Methods In this study, common plain, lychee-patterned, and Napa leather fabrics were selected as the tested samples. Physical parameters including mass per unit area, thickness, compression deformation, and friction resistance were measured using a digital display thickness gauge, leather softness tester, disc sampler, and friction resistance meter, respectively. Key parameters were identified based on the principal components derived from principal component analysis. Hand feeling parameters were quantified via a sensory performance evaluation tester, and regression models for each hand feeling parameter were established through multiple linear regression analysis. These analyses aim to clarify the correlations between simple physical performance indicators and hand feeling parameters.

Results The obtained model results indicate that the coefficients of determination (R²) for the three regression models—stiffness value, softness value, and smoothness value—all exceeded 0.8, demonstrating a strong correlation. In the stiffness value model, mass per unit area (p＜0.001) and thickness (p=0.010) exerted a highly significant effect, with both parameters showing a positive correlation with the material's stiffness. Additionally, friction resistance (p=0.040) exhibited a certain degree of significance in the model.
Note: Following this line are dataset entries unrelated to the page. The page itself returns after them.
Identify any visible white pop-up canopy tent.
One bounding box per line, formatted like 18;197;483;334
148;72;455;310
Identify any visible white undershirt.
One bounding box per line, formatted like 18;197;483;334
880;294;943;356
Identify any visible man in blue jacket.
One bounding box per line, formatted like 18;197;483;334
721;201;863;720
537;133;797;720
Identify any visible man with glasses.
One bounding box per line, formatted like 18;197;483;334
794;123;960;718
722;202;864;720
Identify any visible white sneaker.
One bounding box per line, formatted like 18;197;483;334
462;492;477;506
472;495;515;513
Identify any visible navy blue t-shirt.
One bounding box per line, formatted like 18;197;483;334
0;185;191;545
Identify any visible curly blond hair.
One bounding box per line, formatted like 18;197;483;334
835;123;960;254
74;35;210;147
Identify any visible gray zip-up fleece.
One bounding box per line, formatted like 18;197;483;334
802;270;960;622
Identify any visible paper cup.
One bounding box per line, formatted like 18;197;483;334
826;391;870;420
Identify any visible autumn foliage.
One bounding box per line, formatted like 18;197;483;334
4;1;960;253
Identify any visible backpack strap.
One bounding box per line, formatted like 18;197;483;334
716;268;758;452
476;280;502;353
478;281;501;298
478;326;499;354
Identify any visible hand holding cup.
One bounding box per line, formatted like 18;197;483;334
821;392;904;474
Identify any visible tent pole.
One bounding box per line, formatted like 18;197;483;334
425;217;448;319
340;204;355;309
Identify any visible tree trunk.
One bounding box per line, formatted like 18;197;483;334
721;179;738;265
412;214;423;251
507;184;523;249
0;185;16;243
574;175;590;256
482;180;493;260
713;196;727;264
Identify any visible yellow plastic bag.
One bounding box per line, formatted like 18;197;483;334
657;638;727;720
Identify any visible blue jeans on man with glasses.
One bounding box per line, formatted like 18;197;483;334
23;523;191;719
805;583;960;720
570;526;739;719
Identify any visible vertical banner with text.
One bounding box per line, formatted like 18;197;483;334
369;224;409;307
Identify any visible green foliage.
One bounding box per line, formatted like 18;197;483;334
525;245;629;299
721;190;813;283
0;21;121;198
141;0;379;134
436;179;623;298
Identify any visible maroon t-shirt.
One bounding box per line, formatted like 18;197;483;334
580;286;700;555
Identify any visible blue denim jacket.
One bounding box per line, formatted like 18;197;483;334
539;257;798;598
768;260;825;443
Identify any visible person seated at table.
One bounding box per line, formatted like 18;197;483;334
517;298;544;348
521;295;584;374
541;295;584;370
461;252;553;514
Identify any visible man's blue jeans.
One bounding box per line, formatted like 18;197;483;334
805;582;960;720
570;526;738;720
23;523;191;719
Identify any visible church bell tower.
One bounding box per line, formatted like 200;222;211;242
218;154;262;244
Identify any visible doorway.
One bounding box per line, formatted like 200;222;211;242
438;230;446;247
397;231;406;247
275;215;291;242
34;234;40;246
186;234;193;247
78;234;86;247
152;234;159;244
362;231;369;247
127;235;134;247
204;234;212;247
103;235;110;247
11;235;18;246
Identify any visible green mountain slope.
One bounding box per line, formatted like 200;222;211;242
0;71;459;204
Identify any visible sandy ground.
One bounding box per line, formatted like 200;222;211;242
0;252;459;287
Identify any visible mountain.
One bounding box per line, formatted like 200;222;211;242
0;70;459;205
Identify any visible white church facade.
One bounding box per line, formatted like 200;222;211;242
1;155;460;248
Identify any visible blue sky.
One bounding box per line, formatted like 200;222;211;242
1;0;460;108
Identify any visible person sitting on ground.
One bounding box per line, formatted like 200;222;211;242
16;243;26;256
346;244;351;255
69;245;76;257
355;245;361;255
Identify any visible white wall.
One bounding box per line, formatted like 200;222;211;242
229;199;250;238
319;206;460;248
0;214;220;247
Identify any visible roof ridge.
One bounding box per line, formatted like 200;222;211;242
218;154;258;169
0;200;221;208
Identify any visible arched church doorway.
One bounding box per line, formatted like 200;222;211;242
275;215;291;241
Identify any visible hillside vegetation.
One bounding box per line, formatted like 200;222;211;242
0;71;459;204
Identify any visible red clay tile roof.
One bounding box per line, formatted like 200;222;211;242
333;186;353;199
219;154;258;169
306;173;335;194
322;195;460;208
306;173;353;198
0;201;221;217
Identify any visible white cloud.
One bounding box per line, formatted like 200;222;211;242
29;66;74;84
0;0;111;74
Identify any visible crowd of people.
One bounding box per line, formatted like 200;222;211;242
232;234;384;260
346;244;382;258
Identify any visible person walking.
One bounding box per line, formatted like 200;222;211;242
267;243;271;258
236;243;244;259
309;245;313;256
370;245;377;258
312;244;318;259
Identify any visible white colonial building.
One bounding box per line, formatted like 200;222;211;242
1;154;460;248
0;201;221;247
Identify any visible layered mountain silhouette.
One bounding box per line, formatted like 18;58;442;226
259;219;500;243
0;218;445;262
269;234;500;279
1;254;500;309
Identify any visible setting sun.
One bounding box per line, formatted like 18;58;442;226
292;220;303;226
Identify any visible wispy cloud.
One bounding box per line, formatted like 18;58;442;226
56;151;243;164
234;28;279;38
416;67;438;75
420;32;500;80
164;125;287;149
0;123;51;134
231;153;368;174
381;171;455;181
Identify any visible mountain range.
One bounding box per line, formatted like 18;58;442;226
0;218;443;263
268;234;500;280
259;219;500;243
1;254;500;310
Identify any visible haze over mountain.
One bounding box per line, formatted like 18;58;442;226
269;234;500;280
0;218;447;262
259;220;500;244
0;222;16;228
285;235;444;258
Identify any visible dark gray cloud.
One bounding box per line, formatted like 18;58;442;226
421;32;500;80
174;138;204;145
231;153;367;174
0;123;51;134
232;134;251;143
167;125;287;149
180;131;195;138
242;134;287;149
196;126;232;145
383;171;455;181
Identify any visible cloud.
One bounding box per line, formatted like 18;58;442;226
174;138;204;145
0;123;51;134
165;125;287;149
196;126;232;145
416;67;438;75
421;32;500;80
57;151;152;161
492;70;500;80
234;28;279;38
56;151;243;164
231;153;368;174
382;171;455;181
The increase of coating layers on the leather surface altered the material's stiffness and surface morphology, thereby strengthening the correlation between frictional properties and stiffness value. In the softness value model, the p-value for compressive deformation was less than 0.001, indicating an extremely significant effect. The order of influence significance was determined as compressive deformation followed by thickness, suggesting that leather softness is closely associated with its compressive deformation performance. For the smoothness value model, leather friction resistance (p＜0.001) and thickness (p＜0.001) displayed a significant correlation. Specifically, the surface smoothness value of leather showed a significantly negative correlation with friction resistance. Namely, the smoother the surface, the lower the friction resistance. This relationship primarily depends on the micromorphology of the skin layer, including structural parameters such as surface pattern style, groove depth, and distribution uniformity.

Conclusions In this study, the correlation regression models for hand stiffness, softness, and smoothness were successfully developed based on precise measurements of physical parameters of leather, including mass, thickness, compression deformation, and frictional resistance per unit area. The primary variables influencing hand stiffness were found to be mass and thickness per unit area. Softness exhibited a positive correlation with compression deformation, but decreased significantly as thickness increased. Smoothness demonstrated a strong negative correlation with frictional resistance. By accurately quantifying these physical parameters of leather, an objective index system for the evaluation of hand feeling can be established, thereby providing a scientific basis for product development and market segmentation of leather goods.